Читать «Лихолетье: последние операции советской разведки» онлайн - страница 9
Николай Сергеевич Леонов
Институтские годы в целом остались в моей памяти как тяжелое и неприятное время в моей жизни. Я до сих пор вспоминаю институт с отвращением и никогда не возвращался в его старое здание у Крымского моста. Гнетущее впечатление, что это не храм науки, а карьерный трамплин, овладевало многими, кто попадал в его коридоры и залы. Студенты были трех мастей. Одни, так называемые «зеленошляпники», принадлежали к партийно-государственной элите. В нее входили настоящие «элитники» вроде дочерей Молотова, Косыгина, маршала Жукова, сыновей министров. К ним примыкали представители средней и мелкой служилой интеллигенции. Это была наиболее образованная часть студенчества, из которой впоследствии вышли многие видные дипломаты, ученые, журналисты. Но среди них было немало людей, смолоду зараженных вирусом карьеризма. Особенно неприятными и даже опасными оказывались те, чьи жизненные расчеты явно не обеспечивались способностями и знаниями. Такие молодцы компенсировали свои недостатки повышенной активностью на поприще «общественной работы». Их, конечно, было меньшинство, но своей назойливой крикливостью они искажали лицо тогдашнего мгимовского студенчества и отравляли общую атмосферу жизни.
Второй по влиятельности, но очень тонкий слой составляли бывшие фронтовики. В 1947 году из армии приходили все новые группы демобилизованных, и часть их на льготных условиях поступала в институт. По возрасту они были всего на четыре-шесть лет старше, но по опыту жизни, самостоятельности возвышались над нами, как Эверест. Часть из них не выдержала академических трудностей, но большинство выстояло. Я их глубоко уважал, звал всех «стариками», и среди них остались все лучшие друзья того времени.
Многочисленной, но затюканной, презираемой массой были выходцы из простолюдинов, особенно из провинции. Без влиятельных родителей, без опыта жизни они были тихими зубрилами, которые вели нескончаемую борьбу за выживание. Мне выпала «честь» принадлежать к этому непочетному легиону. Шанс как-то заставить уважать себя крылся только в отличных успехах. Мы не могли позволить себе, как Уинстон Черчилль в молодости, учить только то, что нравилось.
Нашими учителями были самые разные люди. Среди них попадались великолепные профессора: историк Е. В. Тарле, географ Н. Н. Баранский, юрист-международник В. Н. Дурденевский, специалист по древнему миру А. А. Бокшанин, философ П. С. Попов, читавший логику, востоковед Г. Б. Эренбург (однофамилец писателя Ильи Эренбурга). Но полным-полно было серых, случайных преподавателей вроде специалиста по марксизму некоего Лихолата, или отставного дипломата, читавшего курс международных отношений, или академика Иванова и др.

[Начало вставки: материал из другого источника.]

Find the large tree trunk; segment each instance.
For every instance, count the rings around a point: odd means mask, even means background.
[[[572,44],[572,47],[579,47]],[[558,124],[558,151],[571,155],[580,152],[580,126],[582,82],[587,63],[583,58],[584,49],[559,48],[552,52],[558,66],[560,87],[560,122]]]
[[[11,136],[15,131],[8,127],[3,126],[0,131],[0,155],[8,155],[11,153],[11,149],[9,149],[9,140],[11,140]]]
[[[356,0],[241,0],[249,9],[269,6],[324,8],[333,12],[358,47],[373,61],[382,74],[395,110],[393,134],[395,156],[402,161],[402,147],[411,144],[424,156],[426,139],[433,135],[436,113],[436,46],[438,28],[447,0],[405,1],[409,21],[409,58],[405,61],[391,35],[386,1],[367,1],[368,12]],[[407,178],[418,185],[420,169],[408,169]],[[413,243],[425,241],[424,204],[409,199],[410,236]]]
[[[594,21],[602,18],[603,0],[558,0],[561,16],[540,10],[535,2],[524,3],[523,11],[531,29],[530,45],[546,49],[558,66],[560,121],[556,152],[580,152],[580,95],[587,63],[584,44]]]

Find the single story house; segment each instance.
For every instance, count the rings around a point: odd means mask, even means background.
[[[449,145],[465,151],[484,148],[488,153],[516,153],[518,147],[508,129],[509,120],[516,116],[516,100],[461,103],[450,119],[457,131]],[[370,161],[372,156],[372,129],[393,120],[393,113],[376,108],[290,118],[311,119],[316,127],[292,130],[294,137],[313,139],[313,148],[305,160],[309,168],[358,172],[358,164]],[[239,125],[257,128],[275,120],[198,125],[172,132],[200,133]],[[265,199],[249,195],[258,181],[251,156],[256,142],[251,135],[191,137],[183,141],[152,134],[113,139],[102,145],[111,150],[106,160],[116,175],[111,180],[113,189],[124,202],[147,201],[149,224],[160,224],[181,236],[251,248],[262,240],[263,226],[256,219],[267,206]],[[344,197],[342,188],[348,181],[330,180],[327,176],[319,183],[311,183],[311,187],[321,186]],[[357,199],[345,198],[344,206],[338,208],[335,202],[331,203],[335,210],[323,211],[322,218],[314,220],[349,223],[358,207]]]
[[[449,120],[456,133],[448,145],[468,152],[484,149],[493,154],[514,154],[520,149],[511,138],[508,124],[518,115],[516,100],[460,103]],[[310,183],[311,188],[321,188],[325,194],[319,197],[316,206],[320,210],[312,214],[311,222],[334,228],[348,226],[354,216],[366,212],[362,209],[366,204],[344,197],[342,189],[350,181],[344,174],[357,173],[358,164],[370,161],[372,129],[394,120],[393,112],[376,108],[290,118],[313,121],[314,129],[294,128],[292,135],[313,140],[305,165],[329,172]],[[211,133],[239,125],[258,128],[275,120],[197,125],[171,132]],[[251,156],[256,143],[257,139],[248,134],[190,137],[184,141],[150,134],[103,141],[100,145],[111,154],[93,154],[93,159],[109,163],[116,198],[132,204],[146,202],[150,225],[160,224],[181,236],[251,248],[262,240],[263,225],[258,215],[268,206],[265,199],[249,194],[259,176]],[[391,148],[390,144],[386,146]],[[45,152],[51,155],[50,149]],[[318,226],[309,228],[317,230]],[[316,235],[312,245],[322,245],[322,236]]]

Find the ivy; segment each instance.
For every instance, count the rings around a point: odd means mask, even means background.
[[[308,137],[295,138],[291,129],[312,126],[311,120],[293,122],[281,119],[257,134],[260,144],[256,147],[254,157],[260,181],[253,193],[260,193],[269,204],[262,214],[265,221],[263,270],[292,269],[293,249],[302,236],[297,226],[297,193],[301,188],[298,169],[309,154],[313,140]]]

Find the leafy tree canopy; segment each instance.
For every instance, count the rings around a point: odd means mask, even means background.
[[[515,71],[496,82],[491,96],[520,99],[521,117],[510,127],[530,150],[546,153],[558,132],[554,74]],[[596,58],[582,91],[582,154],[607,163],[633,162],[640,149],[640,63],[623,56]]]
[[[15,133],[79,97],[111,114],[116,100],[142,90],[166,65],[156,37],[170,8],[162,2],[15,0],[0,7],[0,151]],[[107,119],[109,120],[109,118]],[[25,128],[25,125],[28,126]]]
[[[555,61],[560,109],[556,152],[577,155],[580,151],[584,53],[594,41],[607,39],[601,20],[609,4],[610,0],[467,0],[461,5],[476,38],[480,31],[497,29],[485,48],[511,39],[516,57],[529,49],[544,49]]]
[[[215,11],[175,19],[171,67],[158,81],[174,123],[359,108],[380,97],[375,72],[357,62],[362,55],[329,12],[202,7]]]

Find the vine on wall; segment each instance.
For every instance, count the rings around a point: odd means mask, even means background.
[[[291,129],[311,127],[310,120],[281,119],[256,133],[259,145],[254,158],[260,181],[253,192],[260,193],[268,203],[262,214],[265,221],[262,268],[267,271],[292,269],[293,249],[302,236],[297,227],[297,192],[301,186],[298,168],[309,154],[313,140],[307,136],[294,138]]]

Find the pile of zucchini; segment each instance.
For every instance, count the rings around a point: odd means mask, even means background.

Учебный курс в основном был неплохо спланирован и предусматривал добротное, широкое образование. Тут были и классическая философия, история отечественная и зарубежная, право, литература, политэкономия, экономгеография и т. д. Но сама учеба временами приобретала уродливый характер, превращаясь в начетничество и зубрежку. Я до сих Пор помню, что единственную четверку за все время обучения в институте получил за незнание деталей биографии Сталина по курсу отечественной истории. Четверка не огорчила сама по себе, но она означала, что я потеряю 25 % прибавки к стипендии как отличник. Я напросился на пересдачу, три дня как чумной учил жизнеописание вождя и учителя и все-таки провалился опять на каких-то деталях, связанных то ли с его бегством, то ли с законным освобождением из ссылки. По тем временам это было чем-то вроде клейма на лбу. Изучение марксизма не касалось творческой сути как философского учения, а состояло в зазубривании. Скажем, надо было знать семь определений диктатуры пролетариата (по разным работам). Мыслить не учили, инако мыслить не разрешалось вообще, и всякий отход от линии грозил анафемой и оргвыводами. Огромное количество времени терялось на бесконечное конспектирование бесчисленных трудов классиков.